International aid is critical to save lives, protect livelihoods, and help reconstruction in communities debilitated by war or natural disasters. It constitutes a critical element of solidarity between peoples, across races, borders, religions, and cultures, contributing towards a more equitable society.
However, while it is generally seen as an instrument of development for the poorest countries, aid is frequently provided by donors in a manner that supports their own economic interests or foreign policy agendas.
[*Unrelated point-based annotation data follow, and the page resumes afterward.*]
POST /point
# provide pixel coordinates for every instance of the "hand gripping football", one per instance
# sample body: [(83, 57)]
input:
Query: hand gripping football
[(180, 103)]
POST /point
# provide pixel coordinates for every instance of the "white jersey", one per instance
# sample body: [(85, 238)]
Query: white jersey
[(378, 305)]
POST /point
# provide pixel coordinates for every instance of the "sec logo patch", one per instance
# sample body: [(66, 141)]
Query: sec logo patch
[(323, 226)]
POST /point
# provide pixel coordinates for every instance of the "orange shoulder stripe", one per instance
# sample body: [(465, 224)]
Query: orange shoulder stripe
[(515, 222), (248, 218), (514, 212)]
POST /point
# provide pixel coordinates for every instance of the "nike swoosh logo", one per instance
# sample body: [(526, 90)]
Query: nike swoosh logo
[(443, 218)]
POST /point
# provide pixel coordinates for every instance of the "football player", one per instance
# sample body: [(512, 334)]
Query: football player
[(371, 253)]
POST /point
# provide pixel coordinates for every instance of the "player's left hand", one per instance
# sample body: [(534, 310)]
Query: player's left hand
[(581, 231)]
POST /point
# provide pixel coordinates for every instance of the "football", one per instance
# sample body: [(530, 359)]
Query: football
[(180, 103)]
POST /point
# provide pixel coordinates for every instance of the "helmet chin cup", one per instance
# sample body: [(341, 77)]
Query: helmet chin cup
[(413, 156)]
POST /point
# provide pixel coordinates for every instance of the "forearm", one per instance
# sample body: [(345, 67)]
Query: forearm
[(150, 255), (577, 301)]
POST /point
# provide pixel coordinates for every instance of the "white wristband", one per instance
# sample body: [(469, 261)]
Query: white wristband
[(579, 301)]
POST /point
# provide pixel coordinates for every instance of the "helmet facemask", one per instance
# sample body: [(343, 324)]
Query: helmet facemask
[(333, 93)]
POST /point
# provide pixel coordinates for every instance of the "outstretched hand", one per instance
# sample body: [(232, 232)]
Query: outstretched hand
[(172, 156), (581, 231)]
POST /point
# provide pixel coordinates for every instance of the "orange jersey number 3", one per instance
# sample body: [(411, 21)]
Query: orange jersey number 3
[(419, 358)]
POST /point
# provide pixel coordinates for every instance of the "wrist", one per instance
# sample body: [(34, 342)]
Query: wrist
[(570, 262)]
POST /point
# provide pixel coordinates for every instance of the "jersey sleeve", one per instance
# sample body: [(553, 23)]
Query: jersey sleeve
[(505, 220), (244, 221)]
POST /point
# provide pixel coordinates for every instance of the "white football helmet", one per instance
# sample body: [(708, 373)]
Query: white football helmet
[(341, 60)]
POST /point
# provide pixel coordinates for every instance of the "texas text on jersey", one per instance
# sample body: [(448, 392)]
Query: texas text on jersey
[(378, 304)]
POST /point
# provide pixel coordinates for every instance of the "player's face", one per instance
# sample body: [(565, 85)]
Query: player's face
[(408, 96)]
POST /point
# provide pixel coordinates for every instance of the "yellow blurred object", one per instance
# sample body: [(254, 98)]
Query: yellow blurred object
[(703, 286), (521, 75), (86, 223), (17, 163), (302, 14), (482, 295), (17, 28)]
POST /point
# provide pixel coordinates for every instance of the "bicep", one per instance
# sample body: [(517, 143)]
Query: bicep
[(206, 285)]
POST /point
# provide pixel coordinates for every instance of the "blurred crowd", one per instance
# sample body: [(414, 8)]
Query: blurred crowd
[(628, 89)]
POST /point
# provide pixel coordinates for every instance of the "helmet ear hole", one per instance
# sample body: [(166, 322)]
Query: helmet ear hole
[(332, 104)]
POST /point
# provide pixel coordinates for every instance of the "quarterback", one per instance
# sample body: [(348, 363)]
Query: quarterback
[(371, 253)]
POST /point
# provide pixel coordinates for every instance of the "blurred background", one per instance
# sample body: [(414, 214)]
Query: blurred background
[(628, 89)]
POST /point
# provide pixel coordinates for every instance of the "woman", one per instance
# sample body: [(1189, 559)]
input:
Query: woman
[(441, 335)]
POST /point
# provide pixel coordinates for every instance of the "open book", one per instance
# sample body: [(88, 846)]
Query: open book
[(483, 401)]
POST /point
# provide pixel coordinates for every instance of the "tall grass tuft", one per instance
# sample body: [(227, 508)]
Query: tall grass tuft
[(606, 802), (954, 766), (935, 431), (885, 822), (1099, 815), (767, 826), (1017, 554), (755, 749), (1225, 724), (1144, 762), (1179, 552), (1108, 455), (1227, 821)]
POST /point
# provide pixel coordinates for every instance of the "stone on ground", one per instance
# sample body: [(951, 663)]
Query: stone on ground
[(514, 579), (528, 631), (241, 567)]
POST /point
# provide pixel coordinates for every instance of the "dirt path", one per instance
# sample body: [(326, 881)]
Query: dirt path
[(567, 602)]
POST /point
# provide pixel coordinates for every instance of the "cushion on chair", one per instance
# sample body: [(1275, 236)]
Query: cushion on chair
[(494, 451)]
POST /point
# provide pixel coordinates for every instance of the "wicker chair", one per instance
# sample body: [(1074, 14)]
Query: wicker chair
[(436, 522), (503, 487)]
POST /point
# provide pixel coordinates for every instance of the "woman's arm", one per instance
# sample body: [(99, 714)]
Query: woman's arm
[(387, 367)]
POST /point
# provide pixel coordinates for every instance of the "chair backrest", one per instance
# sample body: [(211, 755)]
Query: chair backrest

The United States Agency for International Development (USAID) candidly states, “The principal beneficiary of America's foreign assistance programs has always been the United States… Foreign assistance programs have helped create major markets for agricultural goods, created new markets for American industrial exports and meant hundreds of thousands of jobs for Americans.” This pattern is particularly evident in the provision of US food aid when supplied from the US to be shipped overseas often at the expense of local farmers.
International aid may also be conditioned on policy and regulatory changes that recipient governments must undertake. International financial institutions such as the International Monetary Fund and the World Bank, and individual donor countries have a long history of leveraging countries into privatization and market liberalization — typically at the expense of local communities and to the benefit of multinational corporations.
Working with partners around the world, the Oakland Institute monitors and studies international aid practices as well as specific projects. This research guides our advocacy to promote good practices and denounce flaws and wrongdoings.